As a young married man, I had taken on some of the world’s views on truth. I believed I could have my truth, and you could have yours. This was a particularly convenient philosophy to assert when we had two small children, two careers, a new house, and the related bills. We
had learned to use NFP as part of our marriage preparation, and through it we delayed having children for a few years – but I would say that my definition of periodic abstinence was not “true”.
With two children, the related responsibilities, stress, and little personal prayer life, my “false” attitudes strengthened, and I found it increasingly easy to assert my version of truth in our marriage. My wife had an open heart to God’s truth, however, which I saw increasingly as an affront to my “freedom as a modern Catholic”, and for which she received harsh, unloving, treatment from me. After all (I thought, and frequently said) – we were open to life, we had two children, God knows about the bills and how busy we are with the two careers. He knows how tired she gets, and how impatient I can be, how little self-control I have. God doesn’t really expect us to be open to more children right now, and he wants us to love each other, right?
My personal version of truth became increasingly unsupportable in contrast to God’s truth, which my good wife was quietly, lovingly, and faithfully living, and heroically enduring my anger for. Through her steady example and loving patience over many years, and several more children, I learned that love can sometimes be best expressed through a time of complete abstinence – particularly to show Julie that I understood her tiredness or illness and would put aside my physical desire out of love for her.
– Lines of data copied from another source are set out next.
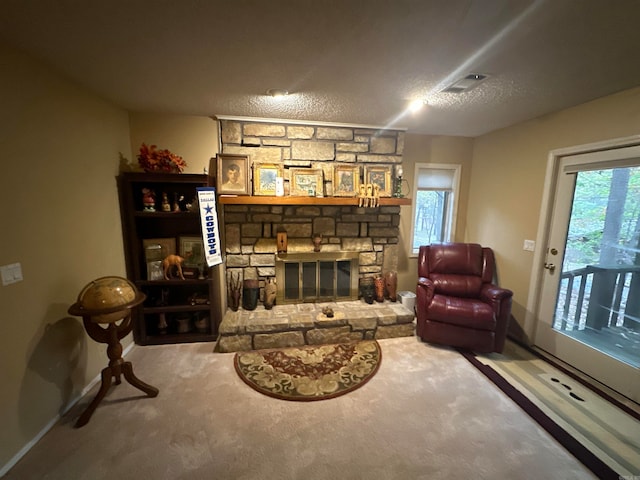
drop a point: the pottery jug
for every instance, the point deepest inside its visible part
(391, 284)
(250, 294)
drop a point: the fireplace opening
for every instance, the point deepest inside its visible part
(317, 277)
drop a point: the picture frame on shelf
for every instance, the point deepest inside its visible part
(379, 175)
(232, 174)
(346, 180)
(306, 182)
(264, 178)
(168, 245)
(192, 250)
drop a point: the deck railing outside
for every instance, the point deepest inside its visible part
(578, 309)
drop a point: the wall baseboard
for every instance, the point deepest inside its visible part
(29, 445)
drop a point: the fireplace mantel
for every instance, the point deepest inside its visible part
(289, 200)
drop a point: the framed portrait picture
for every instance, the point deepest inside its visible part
(379, 175)
(192, 250)
(346, 180)
(264, 178)
(167, 246)
(306, 182)
(232, 174)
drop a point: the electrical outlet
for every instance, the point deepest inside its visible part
(11, 273)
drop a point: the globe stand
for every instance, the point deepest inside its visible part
(111, 335)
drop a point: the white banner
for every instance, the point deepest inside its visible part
(209, 221)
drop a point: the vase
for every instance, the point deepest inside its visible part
(391, 285)
(379, 288)
(250, 294)
(367, 289)
(270, 295)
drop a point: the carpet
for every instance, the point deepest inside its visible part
(597, 432)
(309, 372)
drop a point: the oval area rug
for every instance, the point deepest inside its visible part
(309, 372)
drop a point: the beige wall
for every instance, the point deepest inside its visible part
(194, 138)
(507, 181)
(431, 149)
(60, 220)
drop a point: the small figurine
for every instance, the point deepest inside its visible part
(362, 196)
(317, 242)
(328, 312)
(165, 203)
(369, 201)
(176, 205)
(168, 265)
(148, 200)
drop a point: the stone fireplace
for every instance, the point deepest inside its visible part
(356, 242)
(250, 229)
(317, 277)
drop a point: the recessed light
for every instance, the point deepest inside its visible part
(466, 83)
(277, 92)
(417, 104)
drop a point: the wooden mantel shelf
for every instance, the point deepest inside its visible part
(269, 200)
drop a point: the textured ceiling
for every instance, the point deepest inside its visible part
(346, 61)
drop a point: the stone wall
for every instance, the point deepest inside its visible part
(250, 230)
(313, 146)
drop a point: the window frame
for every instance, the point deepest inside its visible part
(451, 210)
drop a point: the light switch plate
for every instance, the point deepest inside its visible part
(11, 273)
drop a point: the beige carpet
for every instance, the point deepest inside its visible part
(426, 414)
(607, 431)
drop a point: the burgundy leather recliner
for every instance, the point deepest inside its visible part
(457, 303)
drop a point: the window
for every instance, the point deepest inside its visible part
(434, 209)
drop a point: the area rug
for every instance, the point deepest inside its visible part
(309, 372)
(601, 468)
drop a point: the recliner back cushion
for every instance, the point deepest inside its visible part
(456, 269)
(465, 286)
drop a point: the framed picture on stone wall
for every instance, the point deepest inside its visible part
(379, 175)
(232, 174)
(264, 178)
(346, 180)
(306, 182)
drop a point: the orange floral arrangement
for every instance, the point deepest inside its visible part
(153, 160)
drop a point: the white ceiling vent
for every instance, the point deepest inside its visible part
(466, 83)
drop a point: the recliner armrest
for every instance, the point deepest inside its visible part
(425, 289)
(491, 292)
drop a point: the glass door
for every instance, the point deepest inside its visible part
(589, 315)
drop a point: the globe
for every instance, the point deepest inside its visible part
(107, 299)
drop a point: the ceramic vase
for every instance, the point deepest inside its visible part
(391, 285)
(379, 288)
(269, 295)
(250, 294)
(367, 289)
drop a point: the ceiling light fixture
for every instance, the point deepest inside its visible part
(466, 83)
(277, 92)
(417, 104)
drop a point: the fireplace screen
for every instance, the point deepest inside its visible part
(317, 277)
Julie showed me that love can sometimes be best expressed through true, life-giving marital relations – particularly to show me that her tiredness or illness could be put aside out of love for me (and our God). I came to understand that truth in a marriage is expressed when each is willing to give themselves totally for the good of the other. Mary’s “let it be done” response to God’s invitation and Christ’s “not my will, but thine” surrender to the cross became more than beautiful sentiments to me – they became a model for how to live the vows of our marriage – they showed me how to truly “sign” our marriage contract.
We are both still on a journey of learning to live out our love for each other, but now walking side by side together. God was teaching us all along about ourselves, how we were created to image God by being a free and total gift to each other, and how our marriage is the vocation through which we are learning how to truly love God.